'Re: [RFC] Export filter architecture for MS Office'

[prev in list] [next in list] [prev in thread] [next in thread] 

List:       koffice-devel
Subject:    Re: [RFC] Export filter architecture for MS Office
From:       shaheed <srhaque () iee ! org>
Date:       2001-09-12 20:59:49
[Download RAW message or body]

On Wednesday 12 September 2001 1:07 pm, Thomas Zander wrote:
> > The first thing is that it seems to me that the director/builder pattern
> > that Eva proposed is very similar to the KOffice olefilters architecture,
> > since that fundamentally is all about embedding objects one within
> > another. So, it is interesting that not only is there an existence proof
> > that director/builder works nicely in this application, but that there
> > are implications that:
>
> I don't follow this sentence, the one thing that the Builder patter (which
> you can find in your local copy of 'design patterns  isbn:0201633612) is
> that it allows you to build an object structure via a default interface. In
> other words, it does nothing with embedding at all.

I meant that the read-side of the olefilters architecture is similar to the 
director.Contruct() method of director/builder. It understands an OLE 
docfile, but does not restrict whether the output data is represented as 
embedded objects.

Of course, the write-side of olefilters supports embedding, but that is a 
different matter.

> One of the things inharent in the pattern is that it does not return
> anything to you, as you can see in Eva's example (and my reply to that).
> All methods are implemented to return void.
>
> This is because the pattern is created to (and I quote) "Seperate the
> construction of a complex object from its representation so that the same
> construction process can create different representations."
>
> Where this and your example come together is that the director (which knows
> only the common builder interface) calls the methods and knows only the
> basic relations between the objects created by the builder. So the director
> should not have to know the direct parent of the object it creates.

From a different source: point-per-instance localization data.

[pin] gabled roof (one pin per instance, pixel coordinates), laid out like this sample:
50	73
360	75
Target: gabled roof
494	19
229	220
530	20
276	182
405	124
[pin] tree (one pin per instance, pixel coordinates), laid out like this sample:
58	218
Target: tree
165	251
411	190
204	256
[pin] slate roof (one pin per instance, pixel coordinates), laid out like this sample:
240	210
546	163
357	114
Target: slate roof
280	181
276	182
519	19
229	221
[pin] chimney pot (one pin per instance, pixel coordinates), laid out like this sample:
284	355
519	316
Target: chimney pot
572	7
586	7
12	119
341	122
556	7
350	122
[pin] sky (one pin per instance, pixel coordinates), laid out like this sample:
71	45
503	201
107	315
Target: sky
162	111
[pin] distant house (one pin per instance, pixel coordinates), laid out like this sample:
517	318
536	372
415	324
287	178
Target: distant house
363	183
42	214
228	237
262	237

Right for a pure director/builder model. But there are cases where I believe 
it is not sufficient, such as olefilter's write-side which, in oder to 
support the creation of documents which mirror the embedding of the original 
MUST preserve the parent-child relationship: the only place it can learn this 
is from the read-side.

> Let me state an example.
>
> I have a text document and want to convert that to KWord.
> In KWord we use frames, and in a frame(set) we have paragraphs. This
> relation is missing in the text document, the paragraphs are directly
> beneath the document 'node'
>
> If I now want to convert that same text document to OpenOffice, which does
> not do frames, the paragraph would directly be a child of the document.
>...

So, in the former case, we have to synthesise the parent-child relationship. 
(BTW: its even worse if you try to recognise tables in a text document). But 
what if you are going from a more structured form to a less structured form? 

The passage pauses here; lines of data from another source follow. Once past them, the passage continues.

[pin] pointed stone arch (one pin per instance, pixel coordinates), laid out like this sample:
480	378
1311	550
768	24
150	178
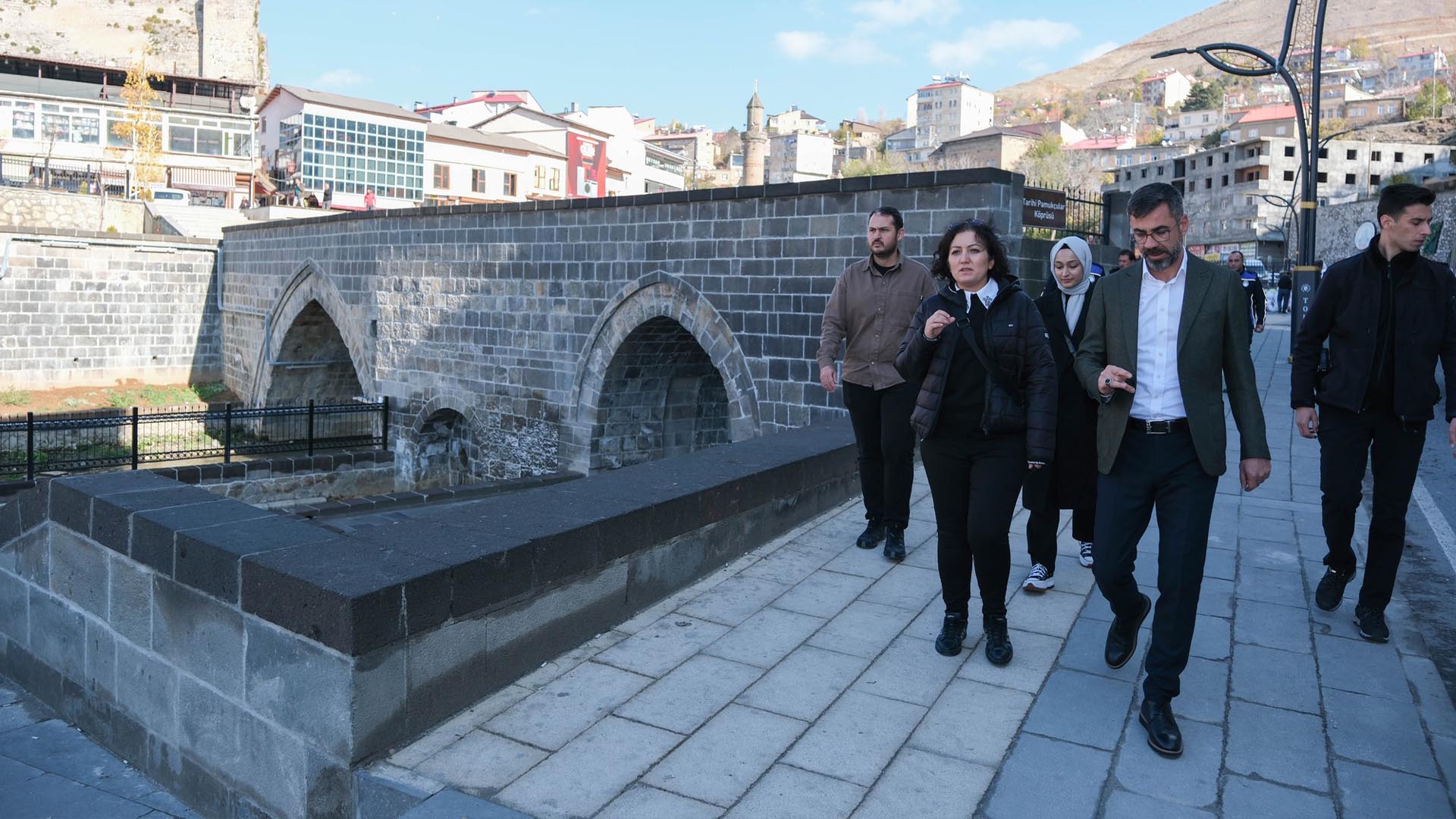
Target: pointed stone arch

It must be true that an infrastructure that preserves the hierarchy will allow 
a more perfect transliteration than one which does not! For example, the 
hierarchy in a Word document is roughly:

OLE docfile
    Word data OLE streams
        Sections
            Paragraphs
                Runs

but the current Word filter does not preserve section information (because I 
could not think of a KWord representation), but a more generic filter would 
certainly benefit by being able to represent that paragrpah X belonged to 
section A. Werner has solved this nicely for import, I am saying that the 
same is needed for export.

> If you go back to an email I sent earlier, as an answer to Eva's email
>  http://lists.kde.org/?l=koffice-devel&m=100014931211274&w=4
> you should notice my example at the bottom which starts with 'Consider the
> following;'.
>
> This tells you the solution provided by the patters (again coming from the
> book) which uses numbering per type. So if someone does not know about a
> type there is no problem in the director/builder communication.

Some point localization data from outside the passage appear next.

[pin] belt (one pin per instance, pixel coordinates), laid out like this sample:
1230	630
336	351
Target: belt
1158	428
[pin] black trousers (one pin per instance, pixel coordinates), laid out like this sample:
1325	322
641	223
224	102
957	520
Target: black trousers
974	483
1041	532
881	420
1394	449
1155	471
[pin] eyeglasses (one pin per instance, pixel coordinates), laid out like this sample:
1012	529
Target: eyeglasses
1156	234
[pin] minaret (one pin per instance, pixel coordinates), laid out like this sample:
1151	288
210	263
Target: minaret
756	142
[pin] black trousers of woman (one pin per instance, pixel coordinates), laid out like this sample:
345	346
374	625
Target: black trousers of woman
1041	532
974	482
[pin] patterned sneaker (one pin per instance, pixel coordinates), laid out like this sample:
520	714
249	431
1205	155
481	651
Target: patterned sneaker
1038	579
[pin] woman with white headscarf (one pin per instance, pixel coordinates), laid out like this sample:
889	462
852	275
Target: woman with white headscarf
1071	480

Sorry, I don't have the book (my brother does, but that is not much use, I 
know :-)). On the other hand, you can see that the techniques used by the 
word import filter follow exactly the builder pattern (see the gotXXX() 
methods).

> > 1. the director might usefully be an abstract class
>
> Right, for every input type you have one implementing class.
> Similarly you have one builder implementation for each output type.
>
> > 2. we might usefully have implementations for OLE-based documents and
> > anything else that has a *regularised* notion of nesting
>
> Nesting is done on a document basis, right? Where a document is anything
> from a picture to an excel sheet.
>
> Then I don't understand your concern about nesting _inside_ the filter. On
> a global scale a document is opened via a filter and will be converted to
> something native to the office suite.
> Any embedded parts will be treated in the same way, in that they will be
> filtered to a native format.

Yes and no. Nesting of documents is done on a document basis, but one can also 
consider using the director/builder patterns to parse lower level nested 
constructs. My point was that doing so formally is worthwhile when the code 
can be reused (i.e. is reasonably standardised), but may not be in other 
cases. I tried to exploit this by using templates for certain common 
structures in the word filter, but hand-generated code for much else in the 
parser.

> FRom a reference POV in the document to a nested document this will have to
> be done (and is currently done in KOffice) via filenames inside the archive
> for the whole document.
> I.e. a document points to a picture with a href, as something like:
>   <embedded type=picture href="images/picture1" width="123" height="123" />
>
> There are 2 scenarios I can imagine when opening an input file with an
> embedded part. One is that as soon as the import filter finds an embedded
> part the filter manager is told that it should convert it to filename
> 'tar:something/xyz' this can be done directly or after the main filter has
> finished (and thus the converted document is not in mem anymore)
> The second way is that this proofs to be impossible for some reason and the
> same filter just creates a new builder and does the conversion in the same
> filter instance, again immidiately or after the main document has been
> written.
>
> > The point of all this is that if we do it right, I think we can make such
> > filters usable across multiple OpenSource projects. We only implement the
> > logic of each filter once: all projects get improved capabilites. Does
> > this sound feasible? Any better ideas around?
>
> The trick about this is to create an interface for the builder that every
> builder should implement and every director can use. Therefor the interface
> has to be so big that it can be used to build every type of output document
> we plan to create.
> I certainly hope this can be done, but it will be very tricky ;)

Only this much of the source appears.